As my friend, Lessa will knock Grant down to lift me up. Call him names. Cheapen his looks. Find some random details about his life that will embarrass him the way he did me in the cafeteria two hours ago.

“Yeah, I agree,” Mags chimes in. “His new haircut…” She giggles. “I don’t care what he says, it’s not a new trend.” She laughs harder. “That’s just his excuse for the hack job. I mean, who does he think he’s fooling? Uneven and half-buzzed haircuts are not a trend.”

At this, I snort. A faint smile tugs up the corners of my mouth.

For months, my crush on Grant blinded me to his true self. I’ve been oblivious to what everyone else saw. The boy with an ugly personality. The boy that thinks he is better than the rest of us.

Now, I see him for who he really is. A cruel boy surrounded by people just as awful.

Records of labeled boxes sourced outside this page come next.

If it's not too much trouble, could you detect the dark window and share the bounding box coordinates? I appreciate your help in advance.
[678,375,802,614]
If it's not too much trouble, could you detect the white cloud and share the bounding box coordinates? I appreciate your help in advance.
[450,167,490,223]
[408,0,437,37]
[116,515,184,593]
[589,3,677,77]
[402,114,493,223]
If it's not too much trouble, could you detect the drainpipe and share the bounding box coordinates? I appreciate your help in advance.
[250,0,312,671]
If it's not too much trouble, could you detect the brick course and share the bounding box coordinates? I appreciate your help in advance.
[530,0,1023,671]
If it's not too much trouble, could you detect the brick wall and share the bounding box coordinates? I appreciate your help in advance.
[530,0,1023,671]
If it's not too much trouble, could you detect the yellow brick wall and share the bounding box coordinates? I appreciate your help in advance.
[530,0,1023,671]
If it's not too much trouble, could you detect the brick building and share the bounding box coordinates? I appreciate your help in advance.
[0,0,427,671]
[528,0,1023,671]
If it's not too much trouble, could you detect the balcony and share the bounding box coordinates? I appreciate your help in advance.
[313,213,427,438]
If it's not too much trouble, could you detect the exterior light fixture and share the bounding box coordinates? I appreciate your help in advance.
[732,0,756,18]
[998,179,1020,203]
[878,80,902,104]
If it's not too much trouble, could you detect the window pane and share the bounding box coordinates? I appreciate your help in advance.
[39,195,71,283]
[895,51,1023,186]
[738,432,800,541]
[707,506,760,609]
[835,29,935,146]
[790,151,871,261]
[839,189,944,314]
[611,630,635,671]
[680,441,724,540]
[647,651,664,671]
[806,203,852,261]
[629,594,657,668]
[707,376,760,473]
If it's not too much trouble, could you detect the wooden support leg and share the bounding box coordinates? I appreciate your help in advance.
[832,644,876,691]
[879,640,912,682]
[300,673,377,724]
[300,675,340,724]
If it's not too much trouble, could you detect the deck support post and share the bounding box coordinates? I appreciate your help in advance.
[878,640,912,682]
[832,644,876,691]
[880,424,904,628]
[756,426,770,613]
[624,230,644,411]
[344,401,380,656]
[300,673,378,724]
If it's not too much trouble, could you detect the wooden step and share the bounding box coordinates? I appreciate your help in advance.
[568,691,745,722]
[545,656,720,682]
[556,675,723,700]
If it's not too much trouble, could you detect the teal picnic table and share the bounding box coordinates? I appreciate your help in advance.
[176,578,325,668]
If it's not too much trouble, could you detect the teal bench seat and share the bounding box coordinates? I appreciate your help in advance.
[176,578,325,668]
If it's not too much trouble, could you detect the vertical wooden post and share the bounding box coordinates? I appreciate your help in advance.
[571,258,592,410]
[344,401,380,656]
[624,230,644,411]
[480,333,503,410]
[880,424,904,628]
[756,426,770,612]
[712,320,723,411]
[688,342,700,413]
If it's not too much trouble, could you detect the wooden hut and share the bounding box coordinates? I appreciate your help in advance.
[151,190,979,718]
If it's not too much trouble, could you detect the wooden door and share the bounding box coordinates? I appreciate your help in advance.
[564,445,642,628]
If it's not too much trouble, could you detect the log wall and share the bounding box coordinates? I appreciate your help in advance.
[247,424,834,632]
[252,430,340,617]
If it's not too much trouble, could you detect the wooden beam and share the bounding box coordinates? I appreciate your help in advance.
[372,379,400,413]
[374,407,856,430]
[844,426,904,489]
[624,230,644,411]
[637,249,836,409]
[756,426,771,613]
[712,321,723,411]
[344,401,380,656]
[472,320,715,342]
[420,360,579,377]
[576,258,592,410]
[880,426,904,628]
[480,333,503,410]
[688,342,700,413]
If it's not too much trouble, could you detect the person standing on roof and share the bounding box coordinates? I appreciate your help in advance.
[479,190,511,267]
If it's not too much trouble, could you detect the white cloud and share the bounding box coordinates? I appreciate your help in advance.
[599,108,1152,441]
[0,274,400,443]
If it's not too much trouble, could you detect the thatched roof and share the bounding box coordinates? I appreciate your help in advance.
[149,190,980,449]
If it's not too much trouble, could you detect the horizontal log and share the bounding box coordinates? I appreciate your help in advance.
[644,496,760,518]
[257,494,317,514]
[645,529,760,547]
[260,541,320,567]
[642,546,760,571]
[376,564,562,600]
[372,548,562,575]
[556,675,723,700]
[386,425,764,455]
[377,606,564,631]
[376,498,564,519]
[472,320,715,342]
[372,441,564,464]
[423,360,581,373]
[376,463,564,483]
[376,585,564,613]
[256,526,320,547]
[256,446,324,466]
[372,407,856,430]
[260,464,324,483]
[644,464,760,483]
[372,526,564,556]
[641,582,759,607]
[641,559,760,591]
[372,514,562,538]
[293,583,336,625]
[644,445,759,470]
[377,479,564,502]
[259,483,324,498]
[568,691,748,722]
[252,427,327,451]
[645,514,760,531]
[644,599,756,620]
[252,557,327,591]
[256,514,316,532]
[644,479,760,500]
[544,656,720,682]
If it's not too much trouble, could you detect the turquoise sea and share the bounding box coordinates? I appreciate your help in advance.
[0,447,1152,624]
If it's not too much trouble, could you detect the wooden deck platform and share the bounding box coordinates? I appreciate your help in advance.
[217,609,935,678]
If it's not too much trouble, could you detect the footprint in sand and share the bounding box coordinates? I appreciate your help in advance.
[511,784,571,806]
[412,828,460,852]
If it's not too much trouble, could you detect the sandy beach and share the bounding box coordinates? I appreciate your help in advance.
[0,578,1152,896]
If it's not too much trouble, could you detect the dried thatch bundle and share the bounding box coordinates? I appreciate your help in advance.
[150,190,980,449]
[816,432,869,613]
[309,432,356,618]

“Thank you,” I mutter as we approach the elementary school. I squeeze Mags’s arm, then Lessa’s. “It doesn’t wipe away the hurt, but it helps.”

At the far end of the school property, we wait near the trunk of an evergreen for Anderson. For years, this has been our spot. The place we met after school to walk home together. Our houses aren’t on the same street, but when our parents allowed us to walk home from school, we went to the closest house. The Everett house.

Most school days, Mags and I are at Lessa’s for two to three hours before our parents pick us up. We do some homework—don’t want to upset the parents—watch TV, listen to music, or hang out in her room. Sometimes we talk about boys—today is one of those days—and other days, we talk about the future. High school, summer vacation, what we want to do when school ends. Daydreams and aspirations.

I plop down and tug a blade of grass free. “Do you think people believe him?”

Lessa reaches for my hand. “Are you talking about Gross Grant?”

I peek up at my friend and shrink at her expression. Raised brows, wide eyes, and lips in a tight, flat line. Wincing, I nod.

“No, Lena. No.” She shakes her head. “If people believe him, they’re not anyone you should be friends with.” Angrily, she plucks her own piece of grass and tears it apart. “Don’t let him get in your head.”

It is difficult to ignore the most popular boy’s opinion. There is no way I am the only girl with a crush on him. His haircut may be strange, but he is otherwise attractive. Well, in my opinion.

Weird as it is, don’t most people act mean or strange to people they like?

Years ago, Mom told me about this boy in high school that always said mean things to her. He’d call her names, make fun of her choice of clothes, no matter what she wore, and tug her hair in the halls. This went on for more than a year. The entire time, she never acted any differently. She continued to smile at him. Would say things like, “Good one,” when he came up with a creative name to call her. Showed him kindness when he did anything but.

Midway through her junior year, he asked Mom why she had been so nice to him. Her answer was simple.

“Sometimes, one smile is what gets you through the day.”

This guy was Mom’s first serious boyfriend. That one day changed everything between them. A fast friendship formed and she’d figured out why he’d said and done those things. He was lonely. His parents worked countless hours and spent little time with him. The time they did spend together, he was often reprimanded for his less-than-perfect grades in school or how well he did his chores. Mom dated him for a little more than a year. The only reason they broke up was because he and his family moved to Virginia.

So my question about people believing Grant doesn’t feel unreasonable to ask. “It’s difficult not to.”